Donnerstag, 29. Oktober 2015

Hello.

Hi.

My name is Lilly, I'm 24 and german.
I started this blog mostly for myself. Right now I'm in a kinda dark place and have no idea how to get out.
That's the reason for the word "dark" in the title of this blog, and "glitter" is coming for my passion for make up, girly things, sparkly things and where I want to head in the future.


I was diagnosed with depression in December of 2014, but honestly I think I have them since I was 13ish. I was in therapy twice, the first time it was quite okay but we only had 10 meetings, he didn't have more time for me. The second time was horrible, my therapist told me kindly I'm not woth shit. Not in these exact words, but thats what she probably meant.
I am not quite sure yet how to deal with this blog. I don't know if I should share it among my friends, because only few know about my illness.
That's mostly because I don't know how to deal with it and that I can't even really say it out loud.
The phrase "I have depressions" is the hardest thing for me to say. I wish it was different.
I wish I could be open about it and tell people instead of lying to them when I can't make it to a party or whatever because I feel like shit or have a panic attack. Oh how I wish I was strong enough...

Right now I am at work, gladly alone. And thoughts were running through my mind like a fucking hurricane so I thought I would start this little thing and make it my safety place.
I wanna share things that keep me up at night and make me wanna cry the whole time, but also I wanna share the things that make me happy, my progress, if there ever is one.
So maybe I have things to look back on on days I feel miserable and start to feel better. Who knows.
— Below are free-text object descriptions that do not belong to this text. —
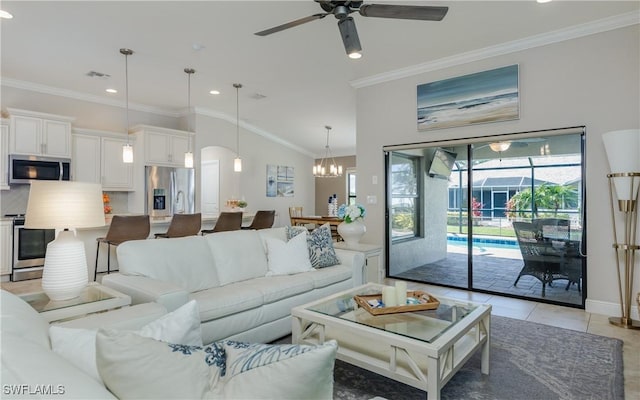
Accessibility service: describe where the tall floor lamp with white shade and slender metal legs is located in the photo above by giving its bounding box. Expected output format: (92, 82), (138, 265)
(602, 129), (640, 329)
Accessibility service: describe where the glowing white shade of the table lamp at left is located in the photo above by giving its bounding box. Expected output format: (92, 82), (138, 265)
(25, 181), (104, 229)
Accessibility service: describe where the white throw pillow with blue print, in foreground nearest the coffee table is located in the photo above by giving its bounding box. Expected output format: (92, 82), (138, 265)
(213, 340), (338, 399)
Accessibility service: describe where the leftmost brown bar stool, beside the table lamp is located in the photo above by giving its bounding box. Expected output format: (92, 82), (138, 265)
(93, 215), (151, 281)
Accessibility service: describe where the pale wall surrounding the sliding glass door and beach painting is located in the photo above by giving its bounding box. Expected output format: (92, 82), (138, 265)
(356, 25), (640, 315)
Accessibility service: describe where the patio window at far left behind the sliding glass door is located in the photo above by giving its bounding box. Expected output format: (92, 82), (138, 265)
(390, 153), (421, 240)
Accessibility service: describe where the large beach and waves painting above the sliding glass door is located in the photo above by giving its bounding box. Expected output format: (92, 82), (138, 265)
(418, 64), (520, 130)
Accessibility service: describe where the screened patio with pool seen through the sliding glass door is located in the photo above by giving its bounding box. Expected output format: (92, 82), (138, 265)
(385, 127), (586, 308)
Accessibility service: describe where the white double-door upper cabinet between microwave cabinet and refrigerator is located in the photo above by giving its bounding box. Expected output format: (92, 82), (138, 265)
(71, 129), (134, 191)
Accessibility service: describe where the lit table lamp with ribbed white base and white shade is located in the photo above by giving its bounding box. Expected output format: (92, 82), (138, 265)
(25, 181), (104, 301)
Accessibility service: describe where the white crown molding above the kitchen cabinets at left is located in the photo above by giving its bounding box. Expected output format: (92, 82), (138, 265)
(2, 77), (180, 118)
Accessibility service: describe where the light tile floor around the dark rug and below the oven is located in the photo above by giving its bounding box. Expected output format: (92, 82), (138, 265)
(1, 279), (640, 399)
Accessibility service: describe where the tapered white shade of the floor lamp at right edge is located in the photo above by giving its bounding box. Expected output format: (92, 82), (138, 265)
(602, 129), (640, 200)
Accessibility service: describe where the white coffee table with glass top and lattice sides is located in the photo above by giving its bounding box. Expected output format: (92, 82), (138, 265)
(291, 283), (491, 399)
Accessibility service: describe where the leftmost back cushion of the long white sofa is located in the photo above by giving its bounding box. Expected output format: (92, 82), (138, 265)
(117, 236), (220, 292)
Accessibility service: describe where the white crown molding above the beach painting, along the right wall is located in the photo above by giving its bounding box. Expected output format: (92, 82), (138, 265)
(349, 11), (640, 89)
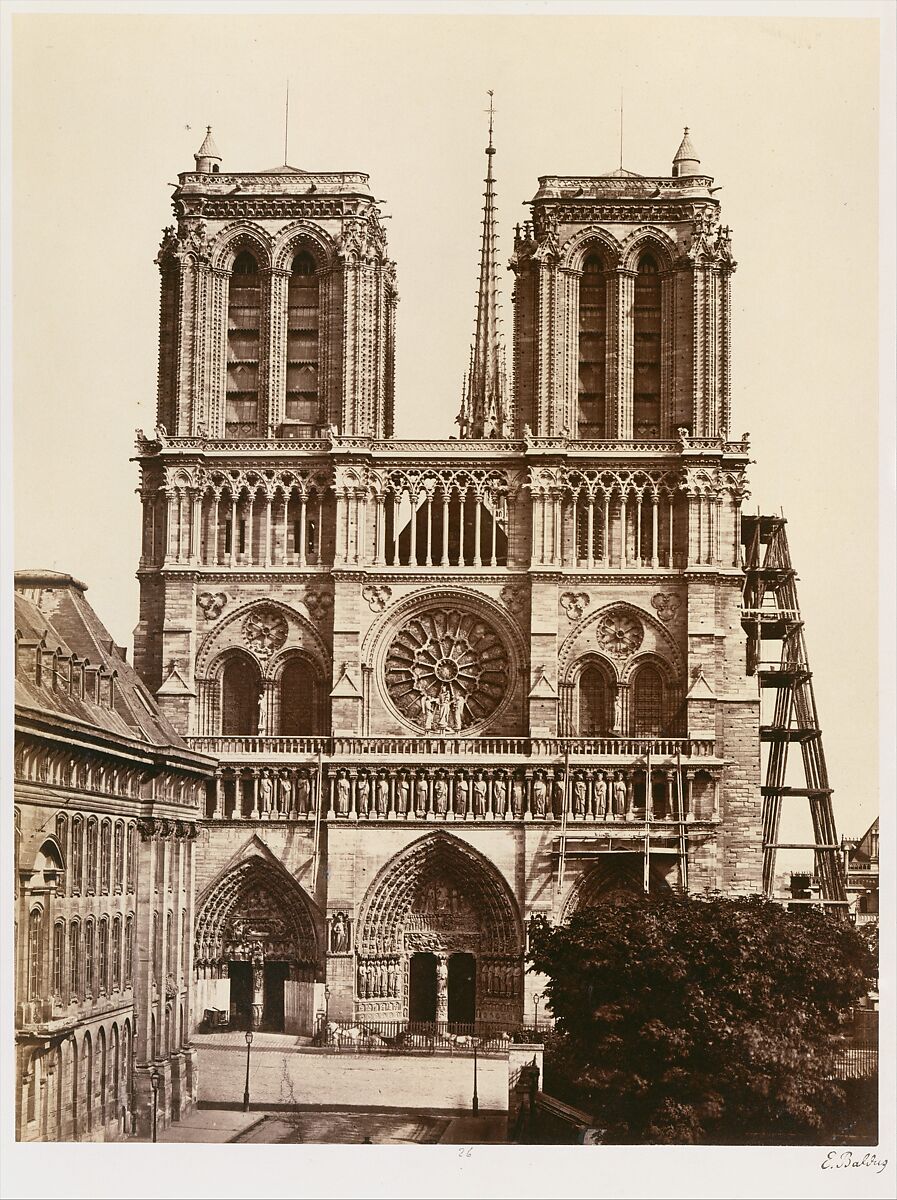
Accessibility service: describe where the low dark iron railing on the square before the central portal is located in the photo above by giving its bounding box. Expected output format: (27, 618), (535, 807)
(314, 1021), (519, 1056)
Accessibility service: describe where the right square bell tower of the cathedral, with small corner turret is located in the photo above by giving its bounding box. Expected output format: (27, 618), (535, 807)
(512, 128), (735, 442)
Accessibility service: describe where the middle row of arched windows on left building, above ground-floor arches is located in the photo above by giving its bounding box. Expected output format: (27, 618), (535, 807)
(28, 906), (134, 1003)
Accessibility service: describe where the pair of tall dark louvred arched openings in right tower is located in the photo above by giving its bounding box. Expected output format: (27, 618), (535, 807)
(577, 252), (662, 438)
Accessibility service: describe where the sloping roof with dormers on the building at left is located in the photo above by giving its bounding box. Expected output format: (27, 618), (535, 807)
(16, 571), (188, 750)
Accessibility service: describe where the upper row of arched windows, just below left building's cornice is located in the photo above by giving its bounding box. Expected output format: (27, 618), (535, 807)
(56, 812), (137, 895)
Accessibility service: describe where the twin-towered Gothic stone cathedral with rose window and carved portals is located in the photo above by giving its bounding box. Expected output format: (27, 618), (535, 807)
(136, 130), (761, 1033)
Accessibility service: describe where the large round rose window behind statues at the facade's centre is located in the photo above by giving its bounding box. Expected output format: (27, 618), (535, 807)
(385, 608), (508, 733)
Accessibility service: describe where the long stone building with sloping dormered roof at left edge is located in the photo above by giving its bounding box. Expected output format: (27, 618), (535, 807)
(14, 571), (212, 1141)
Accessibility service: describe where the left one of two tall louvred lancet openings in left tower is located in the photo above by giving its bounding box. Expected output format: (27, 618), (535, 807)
(224, 250), (261, 437)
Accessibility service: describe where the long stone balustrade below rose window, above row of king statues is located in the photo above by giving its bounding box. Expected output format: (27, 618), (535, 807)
(187, 733), (716, 761)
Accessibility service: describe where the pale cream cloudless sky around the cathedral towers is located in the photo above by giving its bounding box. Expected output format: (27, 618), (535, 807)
(12, 12), (879, 849)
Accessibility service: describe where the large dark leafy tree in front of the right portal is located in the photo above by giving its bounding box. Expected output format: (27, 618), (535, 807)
(530, 893), (874, 1144)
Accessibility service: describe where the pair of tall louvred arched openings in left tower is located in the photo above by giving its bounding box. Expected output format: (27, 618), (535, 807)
(224, 250), (321, 438)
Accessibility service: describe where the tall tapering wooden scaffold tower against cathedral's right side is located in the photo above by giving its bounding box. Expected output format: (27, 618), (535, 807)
(741, 515), (847, 913)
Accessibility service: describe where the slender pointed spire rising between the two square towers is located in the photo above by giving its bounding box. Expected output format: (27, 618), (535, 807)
(458, 92), (511, 438)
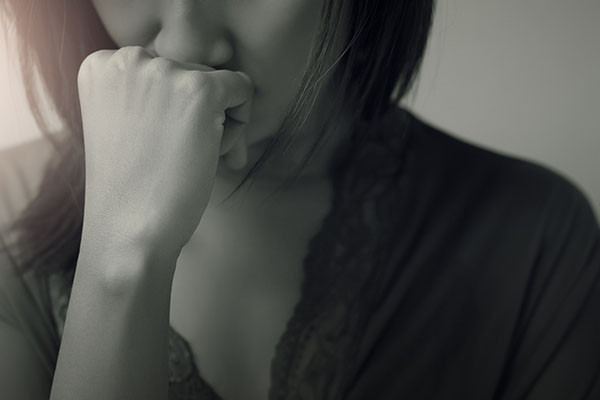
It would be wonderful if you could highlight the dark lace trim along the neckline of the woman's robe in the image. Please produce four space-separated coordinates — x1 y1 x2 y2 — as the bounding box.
49 109 413 400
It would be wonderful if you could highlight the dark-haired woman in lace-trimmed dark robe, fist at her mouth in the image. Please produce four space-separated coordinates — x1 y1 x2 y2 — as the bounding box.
0 0 600 400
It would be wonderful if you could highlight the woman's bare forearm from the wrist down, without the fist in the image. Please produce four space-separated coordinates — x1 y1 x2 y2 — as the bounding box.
50 239 176 400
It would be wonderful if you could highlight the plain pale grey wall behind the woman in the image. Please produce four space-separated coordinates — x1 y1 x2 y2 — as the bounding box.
0 0 600 215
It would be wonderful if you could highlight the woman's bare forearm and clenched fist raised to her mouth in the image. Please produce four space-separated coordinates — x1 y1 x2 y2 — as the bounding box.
50 46 254 400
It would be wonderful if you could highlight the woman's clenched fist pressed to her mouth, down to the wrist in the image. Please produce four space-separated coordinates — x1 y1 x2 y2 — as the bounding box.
77 46 254 254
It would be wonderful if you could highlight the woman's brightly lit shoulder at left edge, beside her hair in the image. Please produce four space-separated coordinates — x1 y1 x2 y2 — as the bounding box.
0 138 55 229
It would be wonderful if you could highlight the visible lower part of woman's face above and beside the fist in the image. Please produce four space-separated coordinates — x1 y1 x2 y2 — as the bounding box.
92 0 324 157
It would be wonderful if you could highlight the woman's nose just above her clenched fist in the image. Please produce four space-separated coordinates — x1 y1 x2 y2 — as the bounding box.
147 0 233 68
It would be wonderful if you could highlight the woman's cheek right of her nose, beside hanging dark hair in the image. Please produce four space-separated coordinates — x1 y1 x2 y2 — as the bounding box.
230 0 322 128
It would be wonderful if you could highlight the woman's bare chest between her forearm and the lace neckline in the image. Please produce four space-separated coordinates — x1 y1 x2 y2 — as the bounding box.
170 179 330 400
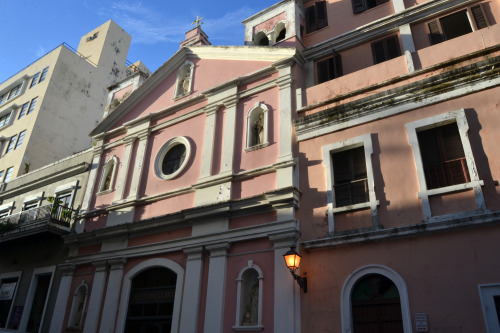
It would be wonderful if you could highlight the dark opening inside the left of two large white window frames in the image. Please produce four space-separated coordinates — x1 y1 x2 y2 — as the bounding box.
332 147 369 207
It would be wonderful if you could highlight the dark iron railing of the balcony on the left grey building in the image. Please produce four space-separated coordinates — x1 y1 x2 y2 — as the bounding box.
0 204 76 234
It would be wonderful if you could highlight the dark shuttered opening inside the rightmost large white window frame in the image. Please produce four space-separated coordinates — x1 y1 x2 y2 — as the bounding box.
417 123 470 189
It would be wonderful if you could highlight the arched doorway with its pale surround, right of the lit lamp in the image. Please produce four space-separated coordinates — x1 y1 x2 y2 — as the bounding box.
341 265 412 333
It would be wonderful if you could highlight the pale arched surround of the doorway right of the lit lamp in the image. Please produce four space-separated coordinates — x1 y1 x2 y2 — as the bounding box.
341 265 412 333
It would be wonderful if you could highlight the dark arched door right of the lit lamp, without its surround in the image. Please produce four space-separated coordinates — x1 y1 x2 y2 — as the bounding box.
351 274 404 333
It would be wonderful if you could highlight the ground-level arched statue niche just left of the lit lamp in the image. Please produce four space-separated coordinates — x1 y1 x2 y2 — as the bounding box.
233 260 264 330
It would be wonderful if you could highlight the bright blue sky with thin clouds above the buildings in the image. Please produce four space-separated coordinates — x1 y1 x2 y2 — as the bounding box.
0 0 279 82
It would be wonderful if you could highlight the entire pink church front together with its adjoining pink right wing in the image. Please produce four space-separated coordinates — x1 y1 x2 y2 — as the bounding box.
46 0 500 333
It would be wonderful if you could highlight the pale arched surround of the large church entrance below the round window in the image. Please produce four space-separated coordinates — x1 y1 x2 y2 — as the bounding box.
116 258 184 333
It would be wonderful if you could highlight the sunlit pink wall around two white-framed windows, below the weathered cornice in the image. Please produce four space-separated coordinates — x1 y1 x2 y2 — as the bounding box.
299 88 500 236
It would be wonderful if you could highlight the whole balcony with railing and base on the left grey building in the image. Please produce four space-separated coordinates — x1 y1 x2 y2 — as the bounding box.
0 204 76 244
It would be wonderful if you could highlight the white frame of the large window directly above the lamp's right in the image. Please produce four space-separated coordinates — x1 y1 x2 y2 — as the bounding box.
322 134 380 234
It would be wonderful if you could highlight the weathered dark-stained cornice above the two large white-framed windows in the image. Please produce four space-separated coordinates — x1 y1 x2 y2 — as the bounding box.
294 52 500 141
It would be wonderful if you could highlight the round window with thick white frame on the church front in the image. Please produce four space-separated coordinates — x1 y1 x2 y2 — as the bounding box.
155 136 191 180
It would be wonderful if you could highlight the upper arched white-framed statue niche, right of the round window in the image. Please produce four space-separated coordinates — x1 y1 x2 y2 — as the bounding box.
246 103 269 148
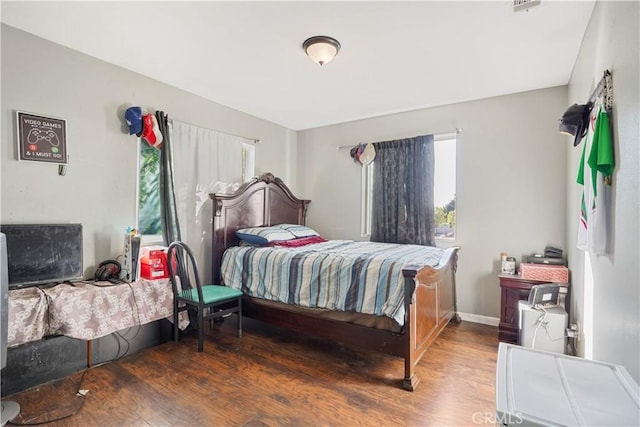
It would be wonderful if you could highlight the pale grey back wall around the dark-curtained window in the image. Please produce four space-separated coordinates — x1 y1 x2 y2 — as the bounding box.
298 87 567 317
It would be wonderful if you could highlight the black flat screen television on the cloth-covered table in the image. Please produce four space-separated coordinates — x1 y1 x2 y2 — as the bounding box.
0 224 83 289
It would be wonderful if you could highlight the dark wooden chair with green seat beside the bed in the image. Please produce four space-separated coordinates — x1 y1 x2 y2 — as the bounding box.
167 241 242 352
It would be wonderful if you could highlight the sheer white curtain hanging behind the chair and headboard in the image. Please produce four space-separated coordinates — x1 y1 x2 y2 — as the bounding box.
171 120 255 283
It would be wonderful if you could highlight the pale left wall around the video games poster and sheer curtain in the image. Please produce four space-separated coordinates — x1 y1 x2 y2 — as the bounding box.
0 24 296 276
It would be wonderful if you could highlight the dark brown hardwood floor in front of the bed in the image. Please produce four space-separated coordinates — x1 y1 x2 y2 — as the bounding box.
5 319 498 426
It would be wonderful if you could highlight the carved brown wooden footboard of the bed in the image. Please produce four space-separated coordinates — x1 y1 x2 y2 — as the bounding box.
402 247 460 391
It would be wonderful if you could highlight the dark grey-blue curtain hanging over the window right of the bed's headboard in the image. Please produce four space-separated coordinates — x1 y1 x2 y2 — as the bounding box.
371 135 435 246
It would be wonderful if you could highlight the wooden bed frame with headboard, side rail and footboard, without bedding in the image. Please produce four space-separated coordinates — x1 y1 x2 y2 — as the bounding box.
210 173 460 391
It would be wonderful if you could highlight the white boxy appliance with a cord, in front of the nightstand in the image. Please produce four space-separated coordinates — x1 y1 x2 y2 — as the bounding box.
518 301 569 354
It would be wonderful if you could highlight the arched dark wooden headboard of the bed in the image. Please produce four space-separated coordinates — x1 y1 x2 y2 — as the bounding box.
209 172 311 283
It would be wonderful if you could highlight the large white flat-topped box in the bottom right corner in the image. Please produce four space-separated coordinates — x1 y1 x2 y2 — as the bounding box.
496 343 640 426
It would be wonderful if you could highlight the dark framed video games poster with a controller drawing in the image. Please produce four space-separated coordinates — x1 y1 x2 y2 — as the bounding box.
16 111 67 164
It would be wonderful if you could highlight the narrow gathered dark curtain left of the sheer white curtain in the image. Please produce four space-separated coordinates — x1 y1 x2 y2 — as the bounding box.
156 111 181 246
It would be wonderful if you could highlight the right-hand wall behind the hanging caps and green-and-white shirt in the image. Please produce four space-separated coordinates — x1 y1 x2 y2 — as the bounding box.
566 1 640 381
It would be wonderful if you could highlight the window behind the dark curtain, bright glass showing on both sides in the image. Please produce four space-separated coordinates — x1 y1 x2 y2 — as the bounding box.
361 133 456 240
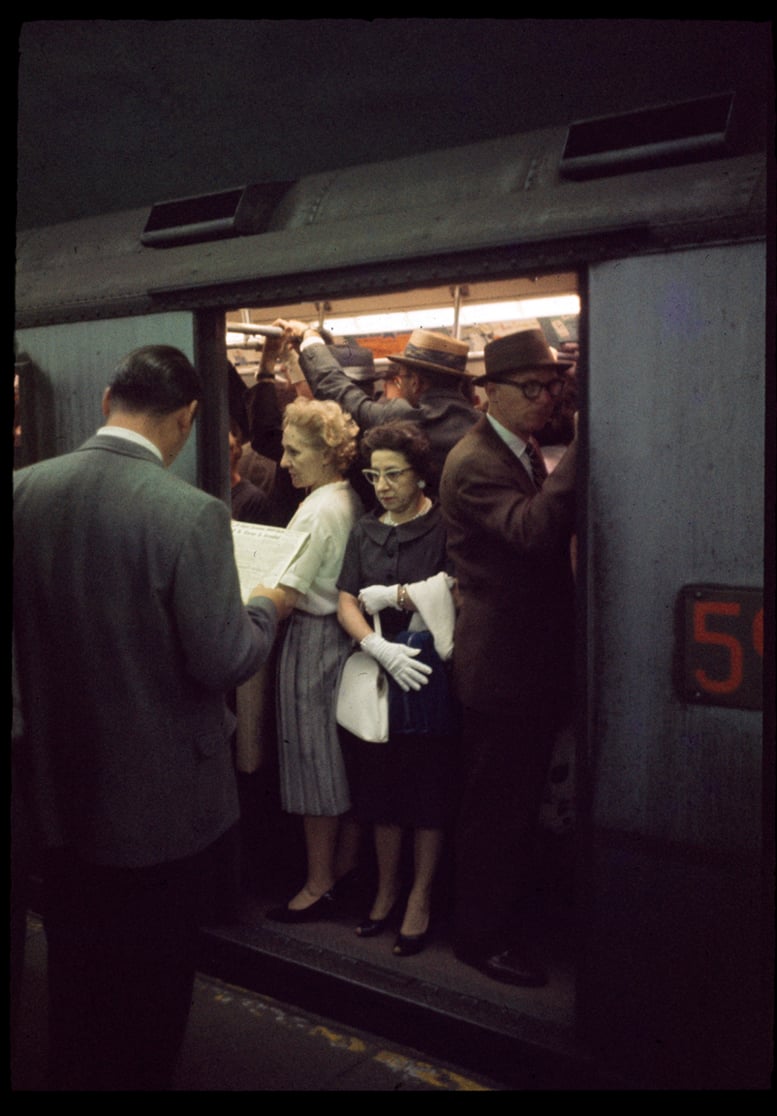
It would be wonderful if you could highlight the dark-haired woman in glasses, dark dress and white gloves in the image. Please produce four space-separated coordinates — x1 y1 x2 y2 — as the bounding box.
337 422 455 956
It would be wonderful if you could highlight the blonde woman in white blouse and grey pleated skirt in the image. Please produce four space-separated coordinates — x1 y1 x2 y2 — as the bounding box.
267 397 364 923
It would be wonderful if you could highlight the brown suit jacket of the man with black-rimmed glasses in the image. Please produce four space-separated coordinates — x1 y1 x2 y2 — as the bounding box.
440 416 577 723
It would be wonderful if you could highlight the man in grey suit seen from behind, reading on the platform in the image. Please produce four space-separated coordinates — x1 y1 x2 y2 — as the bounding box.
13 345 284 1090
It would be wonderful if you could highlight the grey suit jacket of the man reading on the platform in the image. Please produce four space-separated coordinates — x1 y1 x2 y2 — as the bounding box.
13 434 277 866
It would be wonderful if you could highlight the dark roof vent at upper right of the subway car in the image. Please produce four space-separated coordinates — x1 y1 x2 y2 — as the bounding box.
559 93 733 179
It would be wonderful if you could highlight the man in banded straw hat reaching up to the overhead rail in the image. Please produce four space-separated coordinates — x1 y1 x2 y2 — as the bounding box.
276 320 480 477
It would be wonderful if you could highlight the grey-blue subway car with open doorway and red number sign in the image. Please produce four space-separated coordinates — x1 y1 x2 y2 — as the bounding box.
15 94 775 1090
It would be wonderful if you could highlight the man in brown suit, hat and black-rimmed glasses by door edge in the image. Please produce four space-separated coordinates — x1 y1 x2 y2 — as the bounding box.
440 329 576 987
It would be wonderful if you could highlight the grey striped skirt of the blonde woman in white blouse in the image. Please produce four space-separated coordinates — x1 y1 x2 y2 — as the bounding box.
278 609 351 817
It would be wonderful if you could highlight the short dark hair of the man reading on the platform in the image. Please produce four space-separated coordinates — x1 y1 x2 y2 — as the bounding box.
111 345 202 415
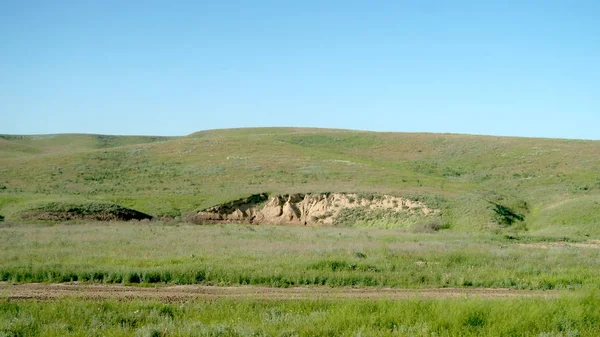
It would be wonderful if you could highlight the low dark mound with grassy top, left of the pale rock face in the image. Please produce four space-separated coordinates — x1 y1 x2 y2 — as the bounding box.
19 202 152 221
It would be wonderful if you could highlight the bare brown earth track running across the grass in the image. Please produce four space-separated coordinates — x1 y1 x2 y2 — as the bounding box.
0 283 563 302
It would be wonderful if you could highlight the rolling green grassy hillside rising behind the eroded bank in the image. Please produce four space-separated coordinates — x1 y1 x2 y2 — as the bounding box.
0 128 600 237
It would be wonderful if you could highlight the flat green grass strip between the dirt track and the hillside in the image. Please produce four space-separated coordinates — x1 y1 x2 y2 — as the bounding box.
0 222 600 290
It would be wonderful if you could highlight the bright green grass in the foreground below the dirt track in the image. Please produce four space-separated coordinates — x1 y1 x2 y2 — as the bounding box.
0 293 600 337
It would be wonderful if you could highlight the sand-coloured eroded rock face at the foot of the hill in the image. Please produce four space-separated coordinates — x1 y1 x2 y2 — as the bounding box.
194 193 439 226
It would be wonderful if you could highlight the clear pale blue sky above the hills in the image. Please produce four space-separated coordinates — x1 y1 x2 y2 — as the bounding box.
0 0 600 139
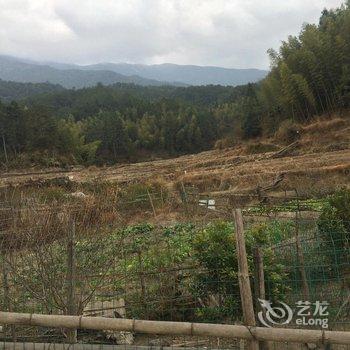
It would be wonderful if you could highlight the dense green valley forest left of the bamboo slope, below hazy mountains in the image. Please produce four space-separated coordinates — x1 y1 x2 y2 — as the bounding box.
0 84 252 165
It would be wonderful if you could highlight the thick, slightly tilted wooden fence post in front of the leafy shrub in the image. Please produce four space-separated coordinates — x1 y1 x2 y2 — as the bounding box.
233 209 259 350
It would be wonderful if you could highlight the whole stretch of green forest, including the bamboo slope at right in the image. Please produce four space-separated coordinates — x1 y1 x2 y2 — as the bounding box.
0 1 350 165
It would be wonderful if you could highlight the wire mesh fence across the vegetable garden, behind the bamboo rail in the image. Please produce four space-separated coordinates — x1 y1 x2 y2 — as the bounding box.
0 185 350 349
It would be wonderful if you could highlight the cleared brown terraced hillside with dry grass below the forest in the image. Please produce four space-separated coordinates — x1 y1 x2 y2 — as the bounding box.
1 118 350 200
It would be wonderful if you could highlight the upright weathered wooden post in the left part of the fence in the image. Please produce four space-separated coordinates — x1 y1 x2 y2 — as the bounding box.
67 220 77 344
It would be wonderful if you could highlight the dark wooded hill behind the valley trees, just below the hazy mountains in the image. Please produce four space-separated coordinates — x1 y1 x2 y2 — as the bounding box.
22 84 247 120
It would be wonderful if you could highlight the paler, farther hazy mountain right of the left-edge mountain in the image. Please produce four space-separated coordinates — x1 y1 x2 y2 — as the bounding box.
82 63 268 86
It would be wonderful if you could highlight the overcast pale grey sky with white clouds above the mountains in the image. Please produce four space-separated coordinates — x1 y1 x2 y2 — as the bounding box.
0 0 342 69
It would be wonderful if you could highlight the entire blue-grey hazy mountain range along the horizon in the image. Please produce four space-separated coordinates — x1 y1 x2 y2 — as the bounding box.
0 56 268 88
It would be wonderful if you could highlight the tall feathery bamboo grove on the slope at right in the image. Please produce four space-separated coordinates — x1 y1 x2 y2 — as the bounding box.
260 2 350 121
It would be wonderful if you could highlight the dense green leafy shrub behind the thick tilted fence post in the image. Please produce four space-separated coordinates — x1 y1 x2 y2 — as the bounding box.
192 221 286 322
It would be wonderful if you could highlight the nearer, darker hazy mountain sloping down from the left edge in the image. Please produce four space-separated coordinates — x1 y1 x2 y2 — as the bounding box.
0 56 174 88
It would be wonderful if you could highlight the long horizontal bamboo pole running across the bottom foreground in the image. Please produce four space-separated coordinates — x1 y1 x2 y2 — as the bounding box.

Right now I don't have the strength to find a new therapist, I can't even pick up the phone... So I thought maybe this could be my little personal therapy right now.

I hope I will keep writing posts here, because I know myself, and hate myself for it, that I often start things or want things so badly and then stop doing them.

Today I feel like shit.

I don't know exactly why. One thing that goes through my mind is weight loosing. Yes, I am overweight. And I hate myself for not going to the gym or a sports class my friend teaches and I can go to for free! But no, I can't get my fat ass up and do it. I feel so weak for all the things I don't do.

Yesterday I told one of my friends I got cramps so I won't make it to our dinner date, oh what a lie. I just wanted to go home, have some good food, be on the couch and most importantly be with my boyfriend. And today I am supposed to meet another friend and all I wanna do is curl up in my bed and watch videos on YouTube. And feel even worse about me and my life because of all the great lives other people are living.
Yes, today is a day I feel absolutely fucking weak and bath in self-pity.
You need days like these as well, don't you?
I do.
I think.
Actually I wanted to start a blog and a YouTube channel about make up, fashion and lifestyle and be that brave plus sized girl, but the darkness inside of me kinda overshadows the fun right now.
I hope one day I will have the strength and power and selfesteem to do so and fullfill my dreams.